Same flat tire

#1
Hello, I am unsure about how to solve this one:
It's Friday afternoon and six fraternity brothers at UNC have just attended their last class of the semester. To unwind before the final exam Monday morning, they decide to spend the weekend at the beach. After a weekend of immature, irresponsible behavior, they oversleep Monday morning and miss the final exam. Later that day they go to their professor (who received her Ph.D. from NC State) and explain that they went to the beach and were on the way back for the final exam but their car (a BMW of course) had a flat tire. The professor says that they can come back the next morning and she will give them a make-up final exam consisting of one short-answer question! The students are ecstatic and high-five each other all the way back to the frat house. The next morning the professor puts each student in a different room and hands them their one-question test. The question: Which tire?

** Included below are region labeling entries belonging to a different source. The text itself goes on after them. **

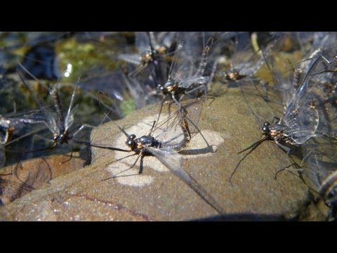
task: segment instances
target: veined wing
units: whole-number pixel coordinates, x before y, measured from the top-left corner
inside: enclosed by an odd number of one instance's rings
[[[181,166],[180,155],[172,149],[158,149],[145,146],[146,151],[155,156],[172,173],[186,183],[204,200],[220,214],[225,214],[225,210],[214,200],[214,198],[188,174]]]
[[[313,136],[318,127],[317,106],[320,106],[321,101],[312,89],[315,82],[311,82],[310,77],[321,60],[314,60],[281,119],[281,124],[286,126],[284,134],[298,144],[303,144]]]

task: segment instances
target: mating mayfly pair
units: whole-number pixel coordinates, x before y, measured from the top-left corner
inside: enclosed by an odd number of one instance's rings
[[[218,213],[223,214],[224,211],[220,205],[183,168],[183,157],[179,153],[187,147],[191,138],[199,132],[197,123],[202,103],[192,102],[183,104],[182,107],[173,103],[171,106],[176,110],[167,118],[160,121],[154,119],[150,122],[148,122],[149,119],[143,119],[142,122],[147,121],[148,123],[132,126],[132,130],[121,128],[114,122],[111,122],[110,125],[112,126],[115,130],[118,129],[120,133],[119,136],[114,136],[112,138],[114,141],[112,143],[111,142],[112,140],[107,140],[105,137],[102,137],[102,139],[100,139],[101,135],[96,131],[96,129],[94,130],[92,133],[90,143],[91,146],[95,147],[93,150],[93,159],[97,160],[100,157],[97,157],[97,151],[95,150],[96,148],[100,150],[103,148],[113,150],[113,153],[110,154],[109,152],[103,156],[114,156],[114,160],[107,164],[107,166],[111,167],[110,164],[112,163],[116,163],[117,166],[116,169],[114,169],[112,176],[105,177],[102,180],[134,175],[134,174],[128,174],[126,171],[133,168],[138,160],[140,160],[138,173],[142,173],[143,159],[149,159],[145,157],[145,156],[153,155],[162,164],[169,169],[172,173],[187,183]],[[157,117],[157,116],[154,117]],[[163,117],[162,115],[161,117]],[[145,131],[144,127],[146,127],[146,126],[150,129],[150,131],[145,135],[137,138],[136,135],[131,132],[131,131],[139,131],[140,129],[143,129],[142,132],[144,132]],[[101,131],[106,131],[108,129],[107,127],[106,124],[102,126]],[[109,132],[111,133],[111,129]],[[112,134],[110,134],[109,136],[112,136]],[[126,141],[125,144],[122,145],[122,143],[124,142],[123,141],[124,138],[126,138]],[[124,147],[126,146],[128,149],[125,149]],[[126,156],[123,155],[123,153],[130,153],[131,154],[127,154]],[[134,156],[137,156],[137,158],[133,160],[132,157]],[[156,165],[154,164],[154,166]]]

What is the probability that all 6 students will say that the same tire was flat?

Hint: the answer is NOT (1/4)^6.
Thanks.
 

Dason

Ambassador to the humans
#4
Nope! But now that I'm at ISU I'm obliged to say that clearly ISU is the better institution. Also you should join in on the chatbox at some point.
 
#7
Can anyone help?
Four students failed to show up in Final Exam. They claimed that they shared a car on a field trip one week before the exam and had a flat tire, thus could not get back in time. They asked for a make-up exam. The professor agreed. He asks: Which tire? So, If all four of them claimed a same tire, how confident will the professor be to believe they are telling the truth?


My questions are:
1. Which one is the null hypothesis? Students told the truth or students lied?
2. What is the appropriate rejection region of the selected hypothesis test?
3. What is the Type I Error rate α of the rejection region you defined in the previous question?
4. Having collected the four students' answers, how do you define the p-value of such answers for this test?
 
#8
@statsnut!

Create your own thread for your own question.

Also, this looks like homework. Show how you have tried to solve the problems so far.